When creating a new workspace the following error is returned from the Web UI
Error: Request createWorkspace failed with message: 14 UNAVAILABLE: failed to connect to all addresses
Workspace launches
Red Hat 7.8 (Docker CE 19.03.13)
Self-hosted installation (0.40) integrated with GitLab (on-premise)
URL: https://gitpod.domain.local/#https://gitlab.domain.local/joesmith/myrepo/-/tree/master/
Error from server
{"@type":"type.googleapis.com/google.devtools.clouderrorreporting.v1beta1.ReportedErrorEvent","serviceContext":{"service":"server","version":"v0.4.0"},"stack_trace":"Error: 14 UNAVAILABLE: failed to connect to all addresses
at Object.exports.createStatusError (/app/node_modules/grpc/src/common.js:91:15)
at Object.onReceiveStatus (/app/node_modules/grpc/src/client_interceptors.js:1204:28)
at InterceptingListener._callNext (/app/node_modules/grpc/src/client_interceptors.js:568:42)
at InterceptingListener.onReceiveStatus (/app/node_modules/grpc/src/client_interceptors.js:618:8)
at callback (/app/node_modules/grpc/src/client_interceptors.js:845:24)","component":"server","severity":"ERROR","time":"2020-10-15T21:32:37.208Z","environment":"production","region":"local","message":"Request createWorkspace failed with internal server error","error":"Error: 14 UNAVAILABLE: failed to connect to all addresses
at Object.exports.createStatusError (/app/node_modules/grpc/src/common.js:91:15)
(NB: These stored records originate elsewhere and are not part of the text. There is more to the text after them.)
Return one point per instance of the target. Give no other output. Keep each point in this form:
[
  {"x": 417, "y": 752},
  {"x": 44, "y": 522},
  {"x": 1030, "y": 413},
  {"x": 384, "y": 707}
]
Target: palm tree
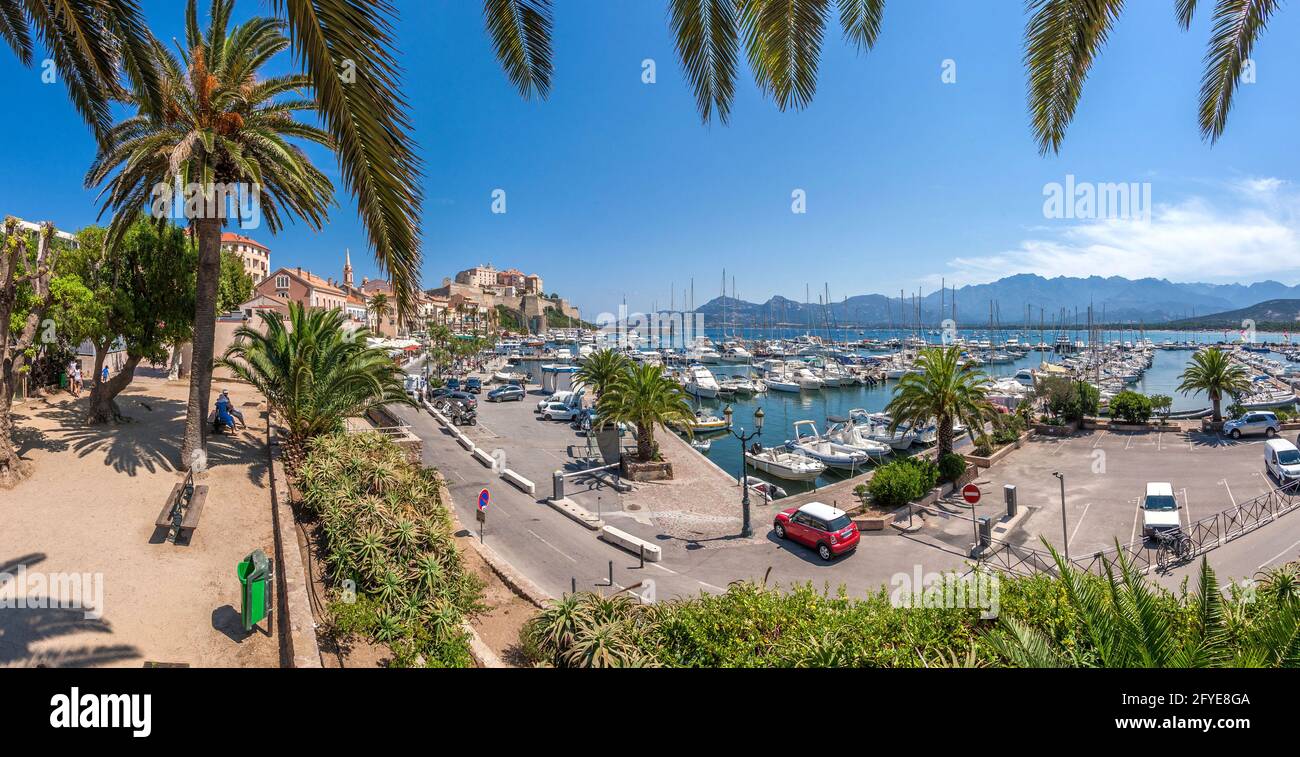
[
  {"x": 601, "y": 370},
  {"x": 378, "y": 306},
  {"x": 313, "y": 373},
  {"x": 1213, "y": 372},
  {"x": 648, "y": 398},
  {"x": 221, "y": 125},
  {"x": 1126, "y": 622},
  {"x": 945, "y": 389}
]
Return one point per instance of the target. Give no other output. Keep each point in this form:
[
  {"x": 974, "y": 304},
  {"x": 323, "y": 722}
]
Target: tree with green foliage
[
  {"x": 224, "y": 122},
  {"x": 944, "y": 389},
  {"x": 601, "y": 370},
  {"x": 235, "y": 285},
  {"x": 313, "y": 372},
  {"x": 26, "y": 262},
  {"x": 139, "y": 295},
  {"x": 1216, "y": 373},
  {"x": 645, "y": 397},
  {"x": 1130, "y": 407}
]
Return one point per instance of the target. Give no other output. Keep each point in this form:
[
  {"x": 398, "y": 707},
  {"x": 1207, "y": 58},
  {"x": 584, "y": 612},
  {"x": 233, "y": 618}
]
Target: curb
[{"x": 297, "y": 623}]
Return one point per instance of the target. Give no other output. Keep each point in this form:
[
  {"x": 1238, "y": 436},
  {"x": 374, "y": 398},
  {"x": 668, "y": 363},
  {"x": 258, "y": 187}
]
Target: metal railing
[{"x": 1207, "y": 533}]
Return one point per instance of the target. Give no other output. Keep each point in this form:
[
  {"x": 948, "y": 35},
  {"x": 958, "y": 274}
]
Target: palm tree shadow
[
  {"x": 22, "y": 628},
  {"x": 139, "y": 442}
]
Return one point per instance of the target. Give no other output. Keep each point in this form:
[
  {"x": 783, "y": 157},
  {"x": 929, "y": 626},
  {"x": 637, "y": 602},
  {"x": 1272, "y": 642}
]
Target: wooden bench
[{"x": 190, "y": 513}]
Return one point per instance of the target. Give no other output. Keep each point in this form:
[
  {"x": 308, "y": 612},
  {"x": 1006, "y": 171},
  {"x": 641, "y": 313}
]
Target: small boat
[
  {"x": 784, "y": 463},
  {"x": 833, "y": 455},
  {"x": 705, "y": 423},
  {"x": 766, "y": 491},
  {"x": 701, "y": 383},
  {"x": 844, "y": 432},
  {"x": 778, "y": 383}
]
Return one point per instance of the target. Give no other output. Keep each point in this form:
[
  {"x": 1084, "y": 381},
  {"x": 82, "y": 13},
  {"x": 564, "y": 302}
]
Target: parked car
[
  {"x": 511, "y": 392},
  {"x": 562, "y": 397},
  {"x": 1255, "y": 422},
  {"x": 558, "y": 411},
  {"x": 1282, "y": 461},
  {"x": 1160, "y": 510},
  {"x": 827, "y": 530}
]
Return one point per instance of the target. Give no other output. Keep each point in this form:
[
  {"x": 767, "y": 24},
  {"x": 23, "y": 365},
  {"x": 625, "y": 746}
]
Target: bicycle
[{"x": 1174, "y": 544}]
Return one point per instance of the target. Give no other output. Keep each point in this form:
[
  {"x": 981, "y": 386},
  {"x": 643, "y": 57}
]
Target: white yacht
[
  {"x": 701, "y": 383},
  {"x": 784, "y": 463}
]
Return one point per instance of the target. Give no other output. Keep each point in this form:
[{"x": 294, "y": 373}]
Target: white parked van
[
  {"x": 1282, "y": 461},
  {"x": 1158, "y": 510}
]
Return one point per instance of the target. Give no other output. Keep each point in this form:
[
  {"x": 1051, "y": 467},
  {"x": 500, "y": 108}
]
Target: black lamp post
[{"x": 746, "y": 531}]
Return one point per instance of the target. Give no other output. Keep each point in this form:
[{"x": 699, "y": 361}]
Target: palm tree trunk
[
  {"x": 945, "y": 436},
  {"x": 645, "y": 441},
  {"x": 194, "y": 450},
  {"x": 103, "y": 394}
]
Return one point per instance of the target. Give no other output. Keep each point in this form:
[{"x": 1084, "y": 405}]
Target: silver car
[{"x": 1253, "y": 422}]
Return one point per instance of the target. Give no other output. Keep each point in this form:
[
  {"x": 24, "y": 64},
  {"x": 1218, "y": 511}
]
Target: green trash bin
[{"x": 255, "y": 593}]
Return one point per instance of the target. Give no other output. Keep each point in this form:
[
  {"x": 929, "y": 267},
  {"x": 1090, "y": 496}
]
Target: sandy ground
[{"x": 90, "y": 507}]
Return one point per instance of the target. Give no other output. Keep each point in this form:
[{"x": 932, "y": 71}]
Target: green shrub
[
  {"x": 950, "y": 467},
  {"x": 385, "y": 528},
  {"x": 901, "y": 481},
  {"x": 1130, "y": 407}
]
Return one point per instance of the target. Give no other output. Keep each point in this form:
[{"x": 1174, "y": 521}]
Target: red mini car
[{"x": 827, "y": 530}]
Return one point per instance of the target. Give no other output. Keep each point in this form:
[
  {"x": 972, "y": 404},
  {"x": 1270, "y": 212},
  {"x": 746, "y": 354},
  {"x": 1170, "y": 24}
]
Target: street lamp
[
  {"x": 1065, "y": 533},
  {"x": 744, "y": 470}
]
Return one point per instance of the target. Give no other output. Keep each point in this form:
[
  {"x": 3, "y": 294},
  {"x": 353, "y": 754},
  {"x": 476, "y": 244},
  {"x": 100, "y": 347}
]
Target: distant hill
[
  {"x": 1281, "y": 314},
  {"x": 1017, "y": 299}
]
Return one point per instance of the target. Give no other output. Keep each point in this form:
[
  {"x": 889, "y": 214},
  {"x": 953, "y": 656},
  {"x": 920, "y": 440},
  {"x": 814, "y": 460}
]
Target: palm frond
[
  {"x": 1238, "y": 25},
  {"x": 1061, "y": 42},
  {"x": 521, "y": 33},
  {"x": 706, "y": 35},
  {"x": 369, "y": 124}
]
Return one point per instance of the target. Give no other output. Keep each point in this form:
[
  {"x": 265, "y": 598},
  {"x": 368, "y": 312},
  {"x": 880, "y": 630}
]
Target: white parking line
[
  {"x": 1079, "y": 523},
  {"x": 1229, "y": 492},
  {"x": 551, "y": 545},
  {"x": 1277, "y": 556}
]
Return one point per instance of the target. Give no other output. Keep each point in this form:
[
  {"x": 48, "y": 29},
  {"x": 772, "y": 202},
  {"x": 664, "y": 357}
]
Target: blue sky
[{"x": 615, "y": 187}]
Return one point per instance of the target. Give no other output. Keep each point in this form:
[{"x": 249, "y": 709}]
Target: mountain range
[{"x": 1014, "y": 299}]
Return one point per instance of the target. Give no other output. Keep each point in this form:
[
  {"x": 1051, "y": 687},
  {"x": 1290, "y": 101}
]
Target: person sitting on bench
[{"x": 230, "y": 407}]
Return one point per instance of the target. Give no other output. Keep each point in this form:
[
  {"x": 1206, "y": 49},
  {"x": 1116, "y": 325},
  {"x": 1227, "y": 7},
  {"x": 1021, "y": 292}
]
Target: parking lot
[{"x": 1105, "y": 478}]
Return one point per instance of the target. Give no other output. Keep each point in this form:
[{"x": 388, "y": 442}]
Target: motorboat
[
  {"x": 876, "y": 425},
  {"x": 833, "y": 455},
  {"x": 846, "y": 433},
  {"x": 701, "y": 383},
  {"x": 784, "y": 463},
  {"x": 780, "y": 383},
  {"x": 705, "y": 423}
]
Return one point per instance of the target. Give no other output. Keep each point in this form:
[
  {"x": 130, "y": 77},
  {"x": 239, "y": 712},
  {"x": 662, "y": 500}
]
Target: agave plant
[{"x": 313, "y": 373}]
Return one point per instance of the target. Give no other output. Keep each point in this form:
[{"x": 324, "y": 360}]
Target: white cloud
[{"x": 1195, "y": 239}]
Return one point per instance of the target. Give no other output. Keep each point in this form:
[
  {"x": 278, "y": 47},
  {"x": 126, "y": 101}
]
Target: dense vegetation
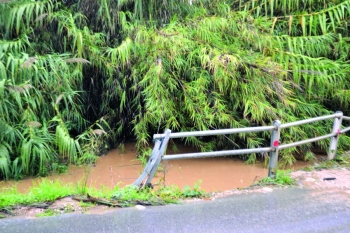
[{"x": 79, "y": 76}]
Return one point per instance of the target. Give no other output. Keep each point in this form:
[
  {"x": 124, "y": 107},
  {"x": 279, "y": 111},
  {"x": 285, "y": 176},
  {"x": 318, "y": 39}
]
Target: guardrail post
[
  {"x": 159, "y": 156},
  {"x": 149, "y": 164},
  {"x": 334, "y": 140},
  {"x": 275, "y": 142}
]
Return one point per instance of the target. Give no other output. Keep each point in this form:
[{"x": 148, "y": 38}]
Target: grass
[
  {"x": 49, "y": 191},
  {"x": 282, "y": 178},
  {"x": 339, "y": 161}
]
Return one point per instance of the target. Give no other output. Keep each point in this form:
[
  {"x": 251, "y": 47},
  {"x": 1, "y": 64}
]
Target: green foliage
[
  {"x": 48, "y": 191},
  {"x": 78, "y": 78},
  {"x": 47, "y": 213},
  {"x": 44, "y": 191},
  {"x": 164, "y": 194},
  {"x": 282, "y": 178}
]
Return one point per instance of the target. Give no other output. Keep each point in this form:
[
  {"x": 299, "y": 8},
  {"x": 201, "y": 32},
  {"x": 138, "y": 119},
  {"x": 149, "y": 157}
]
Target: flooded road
[{"x": 216, "y": 174}]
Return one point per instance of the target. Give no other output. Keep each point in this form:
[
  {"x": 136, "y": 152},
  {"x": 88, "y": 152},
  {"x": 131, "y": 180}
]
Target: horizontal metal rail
[
  {"x": 302, "y": 122},
  {"x": 306, "y": 141},
  {"x": 216, "y": 132},
  {"x": 217, "y": 153},
  {"x": 275, "y": 146}
]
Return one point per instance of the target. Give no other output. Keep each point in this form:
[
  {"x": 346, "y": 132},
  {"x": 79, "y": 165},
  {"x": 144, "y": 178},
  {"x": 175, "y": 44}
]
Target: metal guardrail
[{"x": 161, "y": 141}]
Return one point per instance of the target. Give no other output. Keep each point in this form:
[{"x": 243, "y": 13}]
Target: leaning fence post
[
  {"x": 159, "y": 156},
  {"x": 275, "y": 137},
  {"x": 334, "y": 140}
]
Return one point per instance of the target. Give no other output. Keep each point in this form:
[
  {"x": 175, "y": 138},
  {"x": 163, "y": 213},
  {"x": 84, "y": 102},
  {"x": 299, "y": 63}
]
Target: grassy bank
[{"x": 48, "y": 191}]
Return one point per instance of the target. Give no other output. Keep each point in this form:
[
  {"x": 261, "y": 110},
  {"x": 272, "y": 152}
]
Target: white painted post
[
  {"x": 275, "y": 142},
  {"x": 334, "y": 140},
  {"x": 159, "y": 157}
]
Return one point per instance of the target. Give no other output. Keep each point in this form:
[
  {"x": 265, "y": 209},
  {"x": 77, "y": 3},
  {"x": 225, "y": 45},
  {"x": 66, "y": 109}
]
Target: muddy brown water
[{"x": 216, "y": 174}]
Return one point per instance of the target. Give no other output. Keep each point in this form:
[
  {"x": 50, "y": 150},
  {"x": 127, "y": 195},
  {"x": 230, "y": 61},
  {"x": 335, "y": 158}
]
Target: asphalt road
[{"x": 283, "y": 210}]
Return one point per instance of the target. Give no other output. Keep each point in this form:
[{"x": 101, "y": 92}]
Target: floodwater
[{"x": 216, "y": 174}]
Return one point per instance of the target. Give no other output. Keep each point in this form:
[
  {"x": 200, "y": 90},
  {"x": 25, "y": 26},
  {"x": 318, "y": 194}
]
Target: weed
[
  {"x": 48, "y": 213},
  {"x": 196, "y": 191},
  {"x": 86, "y": 205},
  {"x": 282, "y": 178}
]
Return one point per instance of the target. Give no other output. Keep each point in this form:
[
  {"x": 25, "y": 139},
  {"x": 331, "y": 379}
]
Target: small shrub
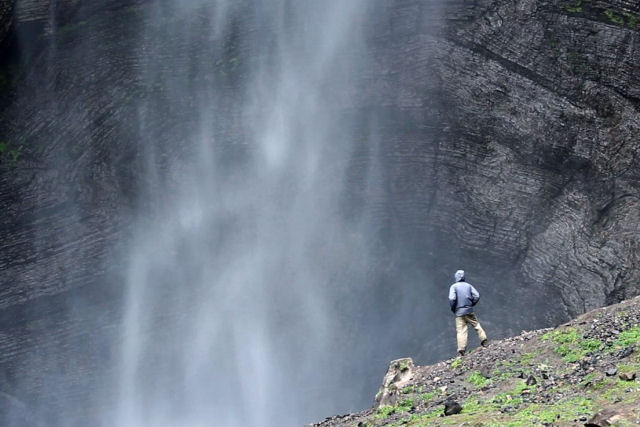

at Object.onReceiveStatus (/app/node_modules/grpc/src/client_interceptors.js:1204:28)
at InterceptingListener._callNext (/app/node_modules/grpc/src/client_interceptors.js:568:42)
at InterceptingListener.onReceiveStatus (/app/node_modules/grpc/src/client_interceptors.js:618:8)
at callback (/app/node_modules/grpc/src/client_interceptors.js:845:24)","payload":{"method":"createWorkspace","args":[{"contextUrl":"https://gitlab.devlnk.net/john.gallucci/bisf-cli/-/tree/master/","mode":"select-if-running"},{"_isCancelled":false}]}}
n/a
I can confirm I have the same issue with my docker-compose self-hosted Gitpod. After fixing issue #1906 this is the current error that pops up.
Self-hosted installation (0.40) integrated with GitLab (on-premise)
I also had this error with 0.4.0 occasionally. Usually, a re-deploy fixed the problem.
Since 0.5.0 this has never happened to me again. Have you tried to upgrade to version 0.5.0?
See also: https://community.gitpod.io/t/clean-install-and-unable-to-launch-workspace/1547
So I'm using the current latest tag from eu.gcr.io/gitpod-core-dev/build/gitpod-k3s
This uses eu.gcr.io/gitpod-io/self-hosted/theia-server:0.5.0
I ran some wireshark captures on the pods and what I find strange is the server pod is making a tcp/8080 connection to the image builder and getting connection resets. This is surprising because the image-builder is not listening on tcp/8080 so why would the server pod be making this connection attempt in the first place?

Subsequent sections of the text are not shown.